God is in Everything: Hazelnuts, veganism, voile, tea lights, bodhrans, Tibetan bells, liturgical dance, Coldplay, Teilhard de Chardin. All things nobody wants to know about in St Bogwald's. Mithering in the Mould. Good luck, God in Everything,
Keen Dean: Has been up every day for 2-3 years at 7am for "prayers for the community". Up for late-night-worship. Doing extra modules. Reading the Early Fathers in the original Greek. Looking forward to serving in a church where he can lead other people who have his interests and enthusiasm.....
Liturgist: Convinced that all the Church needs, if it is going to grow and bring the Good News to the nation, is to do Mass better. May have a point, you might think.
Moses; Nearly always a bloke. With a big long beard. Like a more-intelligent Jeremy Corbyn. Confident in his demeanour, his learning, his wisdom and, above all, his beard, Moses is looking forward to inspiring his congregation with quiet words and an unshakeable belief in his own rightness.

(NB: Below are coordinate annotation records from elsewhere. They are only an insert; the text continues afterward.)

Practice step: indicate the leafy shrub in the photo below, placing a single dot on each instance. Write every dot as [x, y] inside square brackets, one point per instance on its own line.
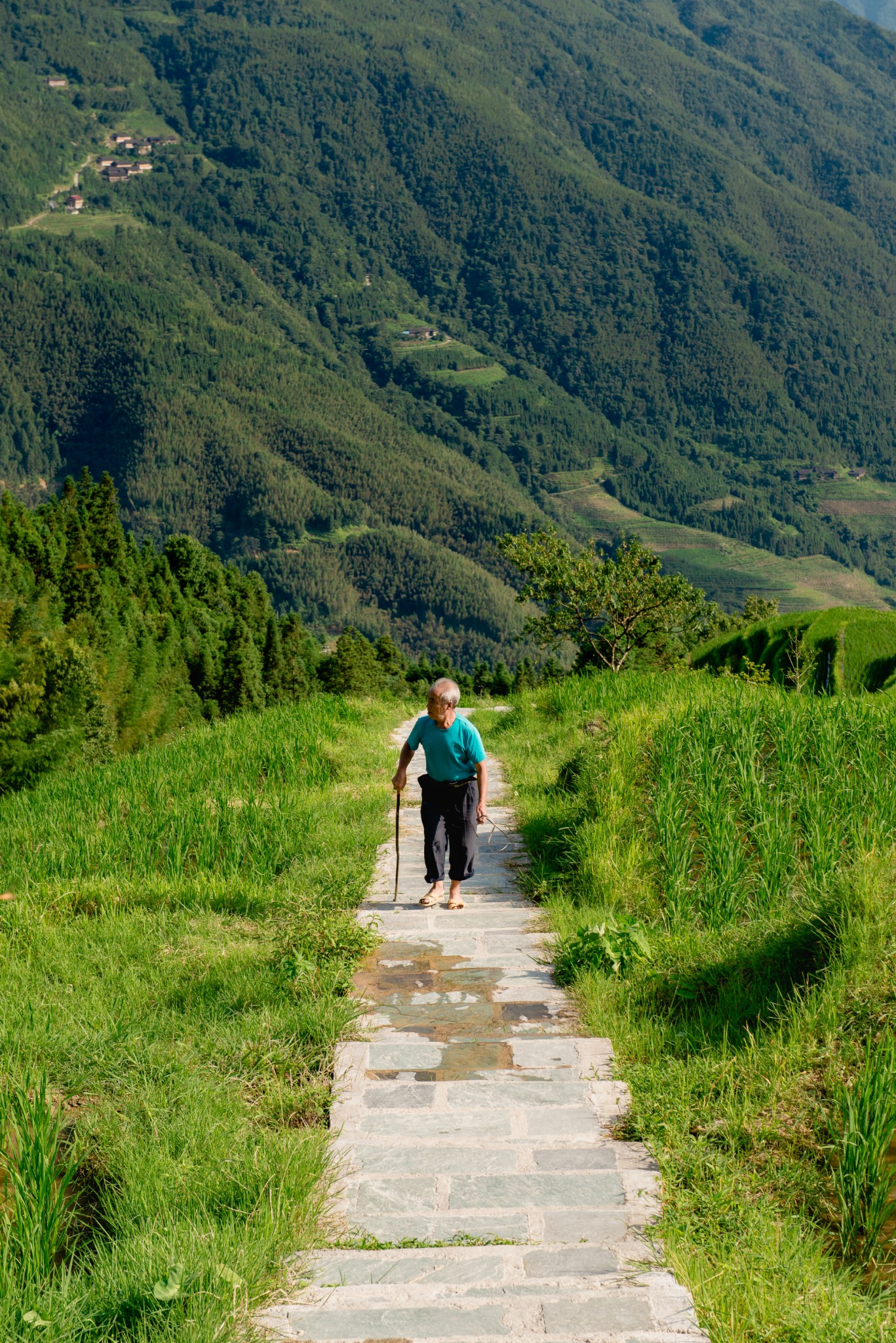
[613, 946]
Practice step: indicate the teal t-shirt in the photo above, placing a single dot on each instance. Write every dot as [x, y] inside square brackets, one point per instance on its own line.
[453, 752]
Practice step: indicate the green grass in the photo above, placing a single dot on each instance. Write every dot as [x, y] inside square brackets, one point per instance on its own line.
[855, 649]
[751, 833]
[481, 376]
[90, 225]
[176, 961]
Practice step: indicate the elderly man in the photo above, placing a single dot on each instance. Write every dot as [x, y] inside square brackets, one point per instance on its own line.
[454, 789]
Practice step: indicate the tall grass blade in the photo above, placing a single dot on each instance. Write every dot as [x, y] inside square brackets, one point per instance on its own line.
[864, 1178]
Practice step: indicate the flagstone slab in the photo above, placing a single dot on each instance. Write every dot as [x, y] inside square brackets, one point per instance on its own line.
[475, 1127]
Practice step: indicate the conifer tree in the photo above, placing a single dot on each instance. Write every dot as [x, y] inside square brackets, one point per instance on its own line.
[352, 668]
[241, 680]
[273, 661]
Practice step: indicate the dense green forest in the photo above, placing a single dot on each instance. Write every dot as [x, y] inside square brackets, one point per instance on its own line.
[878, 11]
[686, 274]
[106, 645]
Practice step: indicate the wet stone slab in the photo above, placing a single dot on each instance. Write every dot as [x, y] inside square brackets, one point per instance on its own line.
[472, 1139]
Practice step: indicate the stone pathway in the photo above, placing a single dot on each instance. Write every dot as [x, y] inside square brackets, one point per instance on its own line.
[475, 1115]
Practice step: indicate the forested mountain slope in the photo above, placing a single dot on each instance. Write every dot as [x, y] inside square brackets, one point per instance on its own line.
[661, 235]
[876, 11]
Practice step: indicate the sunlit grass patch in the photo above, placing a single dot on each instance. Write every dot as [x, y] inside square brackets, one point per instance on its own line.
[751, 832]
[176, 958]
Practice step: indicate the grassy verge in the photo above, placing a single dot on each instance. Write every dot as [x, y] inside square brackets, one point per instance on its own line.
[176, 961]
[751, 833]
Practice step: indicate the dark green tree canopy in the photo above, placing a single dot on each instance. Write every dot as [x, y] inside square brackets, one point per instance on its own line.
[609, 607]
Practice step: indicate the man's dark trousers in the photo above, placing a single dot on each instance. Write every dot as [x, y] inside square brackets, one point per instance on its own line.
[448, 812]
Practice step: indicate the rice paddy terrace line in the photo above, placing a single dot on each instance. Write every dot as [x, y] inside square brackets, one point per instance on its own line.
[476, 1113]
[727, 570]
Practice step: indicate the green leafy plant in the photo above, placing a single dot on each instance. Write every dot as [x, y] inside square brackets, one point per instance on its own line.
[37, 1177]
[614, 946]
[864, 1178]
[170, 1290]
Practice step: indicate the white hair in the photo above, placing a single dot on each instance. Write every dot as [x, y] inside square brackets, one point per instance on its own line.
[446, 691]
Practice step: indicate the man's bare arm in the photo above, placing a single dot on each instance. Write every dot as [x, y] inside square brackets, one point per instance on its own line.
[482, 776]
[400, 774]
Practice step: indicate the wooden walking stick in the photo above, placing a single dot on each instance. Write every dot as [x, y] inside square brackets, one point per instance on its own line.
[398, 856]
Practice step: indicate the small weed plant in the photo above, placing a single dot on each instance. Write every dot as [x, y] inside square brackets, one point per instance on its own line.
[749, 835]
[614, 944]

Person Who Knows Everything: Despite knowing everything, the Person Who Knows Everything has not had this fact acknowledged by those around them. However, with a dog collar around the neck, the Person Who Knows Everything will now be in the perfect position to explain to anything up to eight people at one time that they know everything.
Pioneer Minister in Training: About to be launched into a Christendom paradigm with the aim of doing radical things. Probably about to discover how good Christendom is at colonising an new work of the Church by ensuring that things are done "properly". Pray for them. Some may sneak through the gaps to be successful. The Church needs that.

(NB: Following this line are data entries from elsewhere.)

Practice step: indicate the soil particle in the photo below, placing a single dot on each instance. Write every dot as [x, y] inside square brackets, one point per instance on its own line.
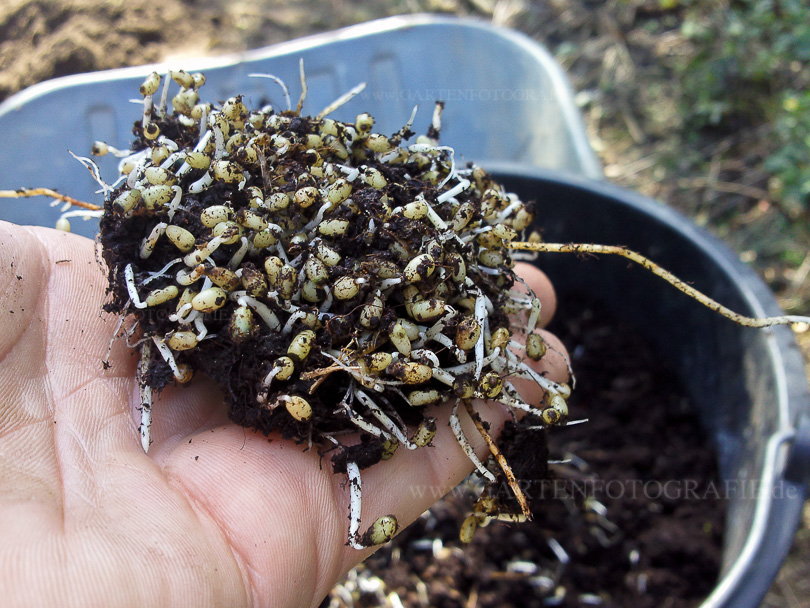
[633, 508]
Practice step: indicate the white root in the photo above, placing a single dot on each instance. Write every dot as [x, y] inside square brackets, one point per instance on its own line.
[145, 392]
[461, 438]
[383, 419]
[129, 279]
[355, 504]
[280, 83]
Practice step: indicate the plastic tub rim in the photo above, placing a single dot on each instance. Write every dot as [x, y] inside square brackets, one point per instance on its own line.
[779, 441]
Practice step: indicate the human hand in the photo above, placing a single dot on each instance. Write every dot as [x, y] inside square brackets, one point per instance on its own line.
[215, 514]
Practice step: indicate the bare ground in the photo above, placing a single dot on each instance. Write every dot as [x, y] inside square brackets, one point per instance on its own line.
[619, 54]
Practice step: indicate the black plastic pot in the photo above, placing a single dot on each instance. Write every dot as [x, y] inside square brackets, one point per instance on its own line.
[748, 384]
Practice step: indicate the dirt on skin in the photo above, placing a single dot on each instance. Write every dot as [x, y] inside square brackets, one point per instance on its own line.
[44, 39]
[640, 521]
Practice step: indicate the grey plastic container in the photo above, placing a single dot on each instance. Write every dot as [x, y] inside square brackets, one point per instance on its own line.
[509, 108]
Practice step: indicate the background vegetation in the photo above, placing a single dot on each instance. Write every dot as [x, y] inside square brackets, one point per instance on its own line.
[703, 104]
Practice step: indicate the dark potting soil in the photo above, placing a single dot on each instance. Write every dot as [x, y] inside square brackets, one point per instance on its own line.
[633, 511]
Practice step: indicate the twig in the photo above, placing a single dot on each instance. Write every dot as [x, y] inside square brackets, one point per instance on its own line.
[670, 278]
[501, 459]
[30, 192]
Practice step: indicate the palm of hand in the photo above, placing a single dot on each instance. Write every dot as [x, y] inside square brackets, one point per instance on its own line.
[213, 515]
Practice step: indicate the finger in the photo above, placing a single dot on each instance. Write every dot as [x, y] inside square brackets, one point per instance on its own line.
[540, 284]
[27, 458]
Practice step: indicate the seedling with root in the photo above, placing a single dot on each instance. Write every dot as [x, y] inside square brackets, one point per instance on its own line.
[333, 280]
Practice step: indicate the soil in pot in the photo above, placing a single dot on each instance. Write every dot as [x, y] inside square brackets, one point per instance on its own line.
[635, 510]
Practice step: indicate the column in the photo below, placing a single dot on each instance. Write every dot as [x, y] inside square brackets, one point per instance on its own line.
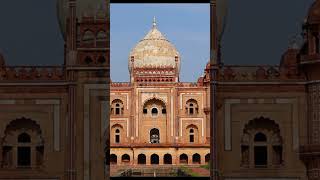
[161, 156]
[33, 156]
[189, 159]
[251, 156]
[148, 162]
[203, 159]
[14, 156]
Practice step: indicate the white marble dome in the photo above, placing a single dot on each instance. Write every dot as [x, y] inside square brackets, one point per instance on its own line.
[154, 50]
[84, 8]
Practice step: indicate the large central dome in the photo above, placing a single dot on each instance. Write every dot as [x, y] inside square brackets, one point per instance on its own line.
[154, 51]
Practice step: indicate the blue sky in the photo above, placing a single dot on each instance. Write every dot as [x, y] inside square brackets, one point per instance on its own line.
[186, 26]
[257, 32]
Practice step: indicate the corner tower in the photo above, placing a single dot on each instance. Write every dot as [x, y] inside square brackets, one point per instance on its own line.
[310, 65]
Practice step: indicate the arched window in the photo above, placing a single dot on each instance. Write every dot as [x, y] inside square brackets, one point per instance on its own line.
[261, 140]
[142, 159]
[113, 159]
[260, 150]
[156, 107]
[192, 107]
[154, 159]
[191, 135]
[207, 158]
[117, 107]
[117, 136]
[101, 38]
[154, 111]
[88, 60]
[22, 137]
[260, 137]
[183, 159]
[196, 159]
[101, 60]
[88, 37]
[125, 159]
[154, 136]
[167, 159]
[24, 150]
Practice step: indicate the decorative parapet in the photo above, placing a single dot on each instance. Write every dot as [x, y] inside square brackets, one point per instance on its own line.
[120, 84]
[32, 73]
[259, 73]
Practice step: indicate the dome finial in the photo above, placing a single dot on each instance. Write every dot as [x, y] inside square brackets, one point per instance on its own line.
[154, 22]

Squire in a Spire: Already being a member of the County Set, the Squire in a Spire will now be well on the way to shoring up their position as Lord of the Manor with the additional responsibilities of Self-Supporting Minister. Once all the levers of power have been seized, the village will be in thrall to the Big House in a manner not known since before the Black Death.
University of the Third Age Person: Having seen the whole process of discernment and training as basically a mid-life theology qualification, U3AP is shocked to discover that they will be responsible for other people's spiritual care shortly. They walk out of the college "final hugs and tears" service, and immediately start researching the best institution for their MA.
Woman with Spiky Gray Hair: Armed with buckets of enthusiasm and limitless energy, the Woman with Spiky Gray Hair is all set to turn some congregation's life upside down. And if she doesn't, the 27 grandchildren almost certainly will.
Worship Leader: Plays the Strat at the final farewell leaving do. Knows that three years in a traditional church is going to be hard work. Wonders if this is what is meant by "taking up one's cross".